# Gold Coast Herping ??



## cougars (Mar 19, 2009)

Are there any roads/areas that's good for a bit of a look around for reptiles near Surfers? I'm going up there soon and want to have a go at finding some critters.


----------



## tooninoz (Mar 20, 2009)

If you use the search bit up the top, there's a wealth of information. Try words like 'hinterland' 'Tamborine' 'Numinbah' etc and you'll get much of what you need.


----------



## Fuscus (Mar 20, 2009)

springbrook

http://maps.google.com.au/maps?ie=UTF8&om=1&ll=-28.205642,153.307171&spn=0.102264,0.154495&z=13


WARNING - unless they have build a new road through the national park in the past few years that I don't know about Springbrook road does NOT connect to tallabudgra rd, they don't even get close, there is a big cliff and a national park that separate the roads.

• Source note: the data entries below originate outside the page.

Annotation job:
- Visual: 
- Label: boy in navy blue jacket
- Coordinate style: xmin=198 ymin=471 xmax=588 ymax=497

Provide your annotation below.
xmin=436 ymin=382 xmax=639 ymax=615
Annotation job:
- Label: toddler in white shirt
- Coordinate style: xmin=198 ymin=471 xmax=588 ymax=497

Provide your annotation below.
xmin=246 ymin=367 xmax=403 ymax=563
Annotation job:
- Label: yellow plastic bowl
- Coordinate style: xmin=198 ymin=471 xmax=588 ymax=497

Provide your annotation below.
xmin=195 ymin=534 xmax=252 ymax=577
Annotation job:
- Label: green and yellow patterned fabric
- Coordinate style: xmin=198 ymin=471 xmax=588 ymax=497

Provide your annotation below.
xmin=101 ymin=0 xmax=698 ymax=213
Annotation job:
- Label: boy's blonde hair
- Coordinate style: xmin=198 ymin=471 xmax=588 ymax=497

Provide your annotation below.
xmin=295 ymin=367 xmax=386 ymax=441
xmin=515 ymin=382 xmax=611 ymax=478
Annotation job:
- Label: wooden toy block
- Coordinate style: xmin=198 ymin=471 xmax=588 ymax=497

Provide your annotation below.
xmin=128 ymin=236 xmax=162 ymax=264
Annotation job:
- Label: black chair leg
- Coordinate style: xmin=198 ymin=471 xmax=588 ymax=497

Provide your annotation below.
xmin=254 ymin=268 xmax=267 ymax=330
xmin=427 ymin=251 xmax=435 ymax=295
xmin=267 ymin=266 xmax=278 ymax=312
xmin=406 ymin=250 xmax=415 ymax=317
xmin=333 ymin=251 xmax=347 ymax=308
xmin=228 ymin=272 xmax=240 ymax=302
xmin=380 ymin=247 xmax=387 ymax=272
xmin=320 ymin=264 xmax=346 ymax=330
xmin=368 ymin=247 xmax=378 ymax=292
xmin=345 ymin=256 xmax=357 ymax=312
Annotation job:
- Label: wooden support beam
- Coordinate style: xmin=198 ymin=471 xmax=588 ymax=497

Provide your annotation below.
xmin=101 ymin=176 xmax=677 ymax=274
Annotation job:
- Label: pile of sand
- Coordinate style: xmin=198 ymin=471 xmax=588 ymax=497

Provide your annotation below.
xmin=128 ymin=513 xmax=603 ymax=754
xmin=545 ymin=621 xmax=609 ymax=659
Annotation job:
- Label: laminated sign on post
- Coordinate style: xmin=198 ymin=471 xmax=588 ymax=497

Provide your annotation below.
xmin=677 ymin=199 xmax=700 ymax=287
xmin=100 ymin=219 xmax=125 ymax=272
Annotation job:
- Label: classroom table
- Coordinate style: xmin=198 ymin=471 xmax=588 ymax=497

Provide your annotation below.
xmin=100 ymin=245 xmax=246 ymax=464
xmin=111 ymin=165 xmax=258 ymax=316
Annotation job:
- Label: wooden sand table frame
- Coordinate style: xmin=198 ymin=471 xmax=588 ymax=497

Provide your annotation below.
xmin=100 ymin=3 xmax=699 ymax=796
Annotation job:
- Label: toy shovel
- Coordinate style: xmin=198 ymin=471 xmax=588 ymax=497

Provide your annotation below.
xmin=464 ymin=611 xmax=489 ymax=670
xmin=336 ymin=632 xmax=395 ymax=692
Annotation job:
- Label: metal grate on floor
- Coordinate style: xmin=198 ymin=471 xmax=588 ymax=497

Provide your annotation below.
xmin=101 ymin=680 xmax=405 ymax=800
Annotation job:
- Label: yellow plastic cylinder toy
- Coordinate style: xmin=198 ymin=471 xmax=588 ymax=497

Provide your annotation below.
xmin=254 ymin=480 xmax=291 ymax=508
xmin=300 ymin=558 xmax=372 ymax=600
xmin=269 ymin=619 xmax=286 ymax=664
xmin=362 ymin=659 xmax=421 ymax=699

Don't beleive the map.


----------



## Jarden (Mar 20, 2009)

Mt tamborine would be good, That road going from the coast to beudesert theres a couple of off roads around there


----------



## cougars (Mar 20, 2009)

Thanks for the replys.I might give MT Tamborine a look.


----------



## DanTheMan (Mar 20, 2009)

Id go Numinbah Valley, although I have never been there, the photos of a Tiger Snake and 2 Common Adders are both taken there in one of my herp books.


----------



## wizz (Mar 21, 2009)

DanTheMan said:


> Id go Numinbah Valley, although I have never been there, the photos of a Tiger Snake and 2 Common Adders are both taken there in one of my herp books.


There are better spots to go for adders then (Numinbah Valley) on the gold coast tigers to.......


----------



## cougars (Apr 5, 2009)

I went up to Mt Tamborine but it was pretty cool only 18 deg, We saw some cane toads and a few marsupials.


----------